Sara Davies
South Shore and Plegazoid for ITV, 1 January 2026 to present
The show where they give you lots of money and your task is to save it.
Five contestants play each show. After a very brisk introduction, the game begins with £1000 in everyone's pot, and an initial question on the buzzers. Buzz in and give a correct answer, and your pot will be frozen.
Then the category continues, and whoever hasn't got a question right starts to lose cash from their pot. Sara continues asking questions, and as soon as someone buzzes in with a right answer, their pot freezes. Buzz in with a wrong answer and it'll cost you £50. When your pot is frozen and you buzz in correctly, the drain rate speeds up and other players lose money faster; but buzz in with an error, and your pot starts to drain and you need to give another right answer to stop it.

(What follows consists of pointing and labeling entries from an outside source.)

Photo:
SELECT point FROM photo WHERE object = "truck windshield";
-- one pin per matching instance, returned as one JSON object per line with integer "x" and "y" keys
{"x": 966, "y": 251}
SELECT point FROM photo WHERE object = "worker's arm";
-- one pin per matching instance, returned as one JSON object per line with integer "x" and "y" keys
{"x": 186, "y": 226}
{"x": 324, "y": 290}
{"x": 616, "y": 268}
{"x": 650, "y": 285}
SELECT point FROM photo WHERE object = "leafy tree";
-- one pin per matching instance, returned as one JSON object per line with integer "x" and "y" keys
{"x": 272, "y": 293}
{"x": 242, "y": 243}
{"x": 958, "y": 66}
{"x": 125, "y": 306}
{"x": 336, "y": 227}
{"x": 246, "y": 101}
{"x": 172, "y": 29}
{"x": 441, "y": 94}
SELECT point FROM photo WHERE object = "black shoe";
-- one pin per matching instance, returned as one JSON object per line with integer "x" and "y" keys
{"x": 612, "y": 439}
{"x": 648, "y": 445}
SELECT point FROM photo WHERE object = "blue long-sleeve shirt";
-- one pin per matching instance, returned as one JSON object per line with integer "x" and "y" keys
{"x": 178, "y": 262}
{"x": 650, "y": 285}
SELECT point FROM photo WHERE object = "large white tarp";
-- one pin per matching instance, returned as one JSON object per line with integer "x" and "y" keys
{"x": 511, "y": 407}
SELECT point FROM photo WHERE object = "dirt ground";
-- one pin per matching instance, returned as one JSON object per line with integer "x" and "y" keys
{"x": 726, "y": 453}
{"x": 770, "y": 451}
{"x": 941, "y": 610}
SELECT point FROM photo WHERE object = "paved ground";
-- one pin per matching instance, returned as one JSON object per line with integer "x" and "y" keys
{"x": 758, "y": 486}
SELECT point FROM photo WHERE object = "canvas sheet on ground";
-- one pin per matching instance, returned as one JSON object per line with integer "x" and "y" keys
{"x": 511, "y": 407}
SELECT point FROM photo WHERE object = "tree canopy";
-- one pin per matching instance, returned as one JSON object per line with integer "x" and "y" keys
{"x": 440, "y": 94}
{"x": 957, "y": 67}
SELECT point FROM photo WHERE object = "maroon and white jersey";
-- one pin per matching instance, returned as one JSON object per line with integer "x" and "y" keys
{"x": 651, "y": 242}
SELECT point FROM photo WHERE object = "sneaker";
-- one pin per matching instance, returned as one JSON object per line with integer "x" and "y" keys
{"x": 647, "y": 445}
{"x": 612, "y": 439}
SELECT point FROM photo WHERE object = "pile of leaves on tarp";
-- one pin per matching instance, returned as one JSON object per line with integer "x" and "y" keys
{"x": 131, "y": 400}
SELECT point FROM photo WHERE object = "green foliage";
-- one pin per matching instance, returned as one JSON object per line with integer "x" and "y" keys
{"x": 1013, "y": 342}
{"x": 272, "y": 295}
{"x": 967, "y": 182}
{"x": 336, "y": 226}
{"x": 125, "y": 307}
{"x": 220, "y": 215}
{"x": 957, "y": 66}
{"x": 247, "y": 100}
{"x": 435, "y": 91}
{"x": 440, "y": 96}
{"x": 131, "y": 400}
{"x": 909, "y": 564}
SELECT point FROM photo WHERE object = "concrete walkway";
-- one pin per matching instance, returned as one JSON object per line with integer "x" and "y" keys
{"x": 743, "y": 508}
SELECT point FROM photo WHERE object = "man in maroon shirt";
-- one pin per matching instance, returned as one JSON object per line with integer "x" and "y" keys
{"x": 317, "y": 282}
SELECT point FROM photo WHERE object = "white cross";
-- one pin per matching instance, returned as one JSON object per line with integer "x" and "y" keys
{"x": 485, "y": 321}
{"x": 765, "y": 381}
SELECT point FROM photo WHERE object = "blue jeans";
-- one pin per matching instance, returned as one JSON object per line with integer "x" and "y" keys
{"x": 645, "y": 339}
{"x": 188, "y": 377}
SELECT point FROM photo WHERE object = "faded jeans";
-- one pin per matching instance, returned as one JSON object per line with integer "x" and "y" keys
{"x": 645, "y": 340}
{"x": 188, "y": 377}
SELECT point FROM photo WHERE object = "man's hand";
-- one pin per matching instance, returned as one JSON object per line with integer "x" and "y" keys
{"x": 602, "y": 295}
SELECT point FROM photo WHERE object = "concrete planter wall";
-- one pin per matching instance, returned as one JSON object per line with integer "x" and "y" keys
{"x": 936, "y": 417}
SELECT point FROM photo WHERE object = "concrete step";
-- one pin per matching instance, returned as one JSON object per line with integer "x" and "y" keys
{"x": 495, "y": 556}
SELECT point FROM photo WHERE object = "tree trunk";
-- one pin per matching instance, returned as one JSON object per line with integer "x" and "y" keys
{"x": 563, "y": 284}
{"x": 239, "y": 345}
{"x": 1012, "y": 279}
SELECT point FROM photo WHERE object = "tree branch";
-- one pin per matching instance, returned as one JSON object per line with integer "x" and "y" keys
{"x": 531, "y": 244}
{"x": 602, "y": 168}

Each category of questions ends when everyone's pot is frozen, or immediately after ten questions. The round also stops as soon as someone's pot hits zero, because that means they're out of the game. Sara gives a few words of consolation, and the eliminated player strides regretfully past the line of podia - less a Walk of Shame and more a Stride of Sadness.
Rinse and repeat for the next two rounds, which begin with £1250 and £1500 respectively. Round four starts with £1750 in both players' pots. A right answer stops your drain and starts your opponent, a wrong answer starts yours and stops the other. Two or more right answers in a row will speed up your opponent's drain. Questions are in categories, a new one after every five questions.
Our finalist has won in four rounds. And they've saved some money in each of four rounds; each round's savings is put into its own timer. Five questions allow the finalist to top up each timer by £100, but an incorrect answer will freeze the most valuable timer. The finalist nominates the first timer they want to freeze on a correct answer - surely the one with least cash. If any of the timers runs out of money, the game is lost and the contestant leaves with nothing.
And then the drain begins. A right answer will freeze the nominated timer, and allow the finalist to name their next timer. But a wrong answer will unfreeze the previously-frozen timer, and the finalist will have to get one right before nominating that timer again. The drain rate increases every 30 seconds.
Time Is Money was commissioned in the daytime schedule, and the first series went out at 3pm. A first episode was shown at 6pm on New Year's Day, a tactic ITV had adopted with Lingo, Jeopardy!, and Pictionary in the previous years.